Democracy activist Chen Shuqing (陈树庆) was released on September 13, 2010, from Qiaosi Prison in Hangzhou, Zhejiang Province after serving four years on charges of “inciting subversion state power.” Chen is subject to one year of deprivation of political rights following his release, including rights to vote, accept interviews or give speeches, and to publish. (See Human Rights in China’s translation of the regulations regarding deprivation of political rights below.)

In its 2007 ruling, the Hangzhou Municipal Intermediate People’s Court cited as evidence Chen’s role in organizing the Zhejiang branch of the Chinese Democratic Party (CDP) and articles he wrote calling for democratic reform and in support of other CDP member's democratic activities. In addition, the court said that Chen slandered the government in saying that it had used force to crack down on the 1989 Democracy Movement.

Chen’s lawyer Li Jianqiang (李建强) said that Chen was imprisoned for defending his civil liberties. “Chen maintained his innocence in the belief that criticizing the government was his right under the constitution.” Li also said that Chen’s punishment will extend beyond the one year of deprivation of political rights. “Even after this year, it is impossible to guarantee Chen’s civil rights because China is an autocractic state, and it cannot guarantee the civil liberties of any person, let alone his.”

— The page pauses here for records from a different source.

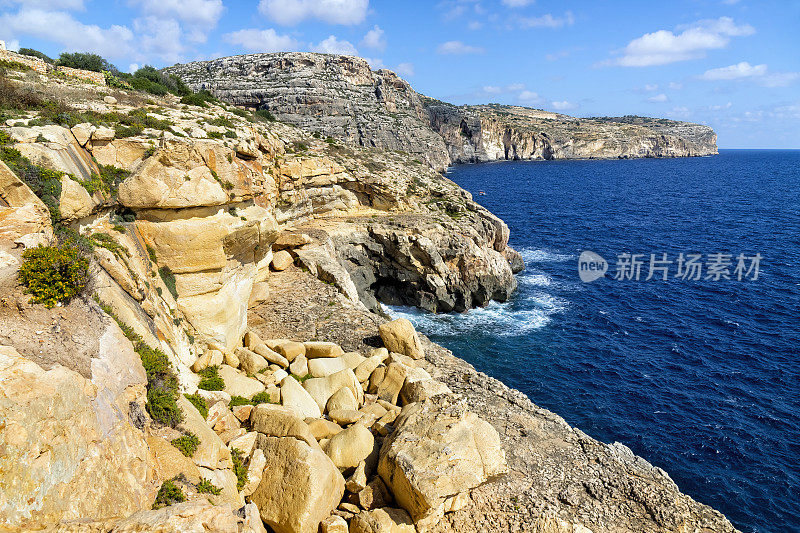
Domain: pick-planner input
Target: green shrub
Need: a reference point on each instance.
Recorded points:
(53, 274)
(238, 400)
(261, 397)
(211, 379)
(35, 53)
(205, 486)
(199, 402)
(169, 280)
(85, 61)
(168, 494)
(187, 443)
(239, 468)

Another Zhejiang rights activist, Wu Yilong (吴义龙), is scheduled to be released on September 14, 2010, the day following Chen’s release. Wu was arrested in June 1999 for circulating pro-democracy articles on the Internet and for his work with the magazine Zaiyedang (在野党, “opposition party”), the journal of the CDP. In November that year, Wu was sentenced to 11 years on charges of “subversion of state power” for organizing the Zhejiang branch of the CDP. He is being released into three years of deprivation of political rights.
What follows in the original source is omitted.